Discussion in 'COVID-19' started by Obliged Friend, Jul 18, 2021.
Remdesivir makes it worse.
Conclusions and Relevance In this cohort study of US veterans hospitalized with COVID-19, remdesivir treatment was not associated with improved survival but was associated with longer hospital stays. Routine use of remdesivir may be associated with increased use of hospital beds while not being associated with improvements in survival.
I can never understand the "thinking" behind these single drug test protocols? A single drug by itself is almost never an effective solution. If you go see your doctor and are diagnosed with a heart problem, or kidney problem, or liver problem; do you think you are going to get a prescription for one single drug? You will get a prescription for probably at least 4 or 5 drugs that need to be taken together. Rendesivir (or HCQ, or Ivermectin) have all shown to be able to be part of an effective treatment protocol. But, in order to work effectively they need to be combined with azithromycin, a blood thinner, and high doses of C, D, and zinc; and the treatment needs to be started early, like within the first week of a positive test. If delayed until the patient is already in the hospital and seriously sick and needing oxygen, the results are much less positive. If started early, the results are almost 100% effective at preventing the need for hospitalization.
I recall reading an article about Israeli scientists working on a treatment using a 3 drug cocktail showing 100% effective against all variants of covid. Must be having a senior moment - can't find the story now.....I think it was on WIONnews.
Not read about that, but (from https://www.israel21c.org/has-israel-just-found-the-cure-for-covid/): Not sure of the reliability of the source and this was published 5 months ago)
EXO-CD24, an experimental inhaled medication developed at Tel Aviv Sourasky Medical Center, cured all 30 moderate-to-severe cases in a Phase I clinical trial. Developed over the past six months at the hospital, EXOCD24 stops the “cytokine storm” – where the immune system goes out of control and starts attacking healthy cells – that occurs in the lungs of 5-7% of Covid-19 patients. “To date, the preparation has been tried with great success on 30 severe patients, in 29 of whom the medical condition improved within two to three days and most of them were discharged home within three to five days. The 30th patient also recovered but after a longer time,” the hospital reports.
........... “The preparation is given by inhalation, once a day, for only a few minutes, for five days,” Shapira said.
She said the experimental treatment has two unique characteristics. The first is that it inhibits the over-secretion of cytokines. The second is that it is delivered directly to the lungs and therefore has no systemic side effects that injected or oral drugs can cause.
.......... Arber added that this advanced preparation “can be produced quickly and efficiently and at a very low cost in every pharmaceutical facility in the country, and in a short time globally.”
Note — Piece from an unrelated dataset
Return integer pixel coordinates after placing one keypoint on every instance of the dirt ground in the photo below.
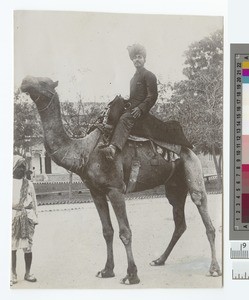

Prof. Ronni Gamzu, CEO of the medical center, said, “Prof. Arber’s results for first-phase research were excellent and gave us all confidence in the method he has been researching [here] for many years. I personally assisted him in further obtaining the approvals from the Ministry of Health for further research.”
Meanwhile, Enlivex Therapeutics last week reported positive results from a multi-center Phase II clinical trial of its experimental Covid-19 immunotherapy drug Allocetra in severe and critical Covid-19 patients. Nine severe and seven critical Covid-19 patients were treated with Allocetra in the Phase II clinical trial. Fourteen of them recovered and were discharged from the hospital after an average of 5.3 days. Altogether, 19 out of 21 Phase II and Phase Ib Allocetra trial patients recovered and were discharged from the hospital after an average of 5.6 days. Most of the patients in both studies had pre-existing risk factors such as male gender, obesity and hypertension.
“The results we have seen from the 12 Covid-19 patients treated to date with Allocetra are exciting,” said Prof. Vernon van Heerden, head of the General Intensive Care Unit at Hadassah and the lead investigator of both clinical trials. “The Phase II patients who have been discharged from the hospital are currently healthy. We believe that these compelling results have demonstrated the safety and efficacy of Allocetra in these complicated patients, highlighting the potential of Enlivex’s product candidate to benefit severe and critical Covid-19 patients as well as others suffering from cytokine storms and organ dysfunctions across various clinical indications.”
Mevorach said Allocetra “may have utility as a safe and efficacious treatment … regardless of the specific coronavirus mutation that afflicted the patients, and across different life-threatening, high mortality clinical indications with high unmet medical needs.”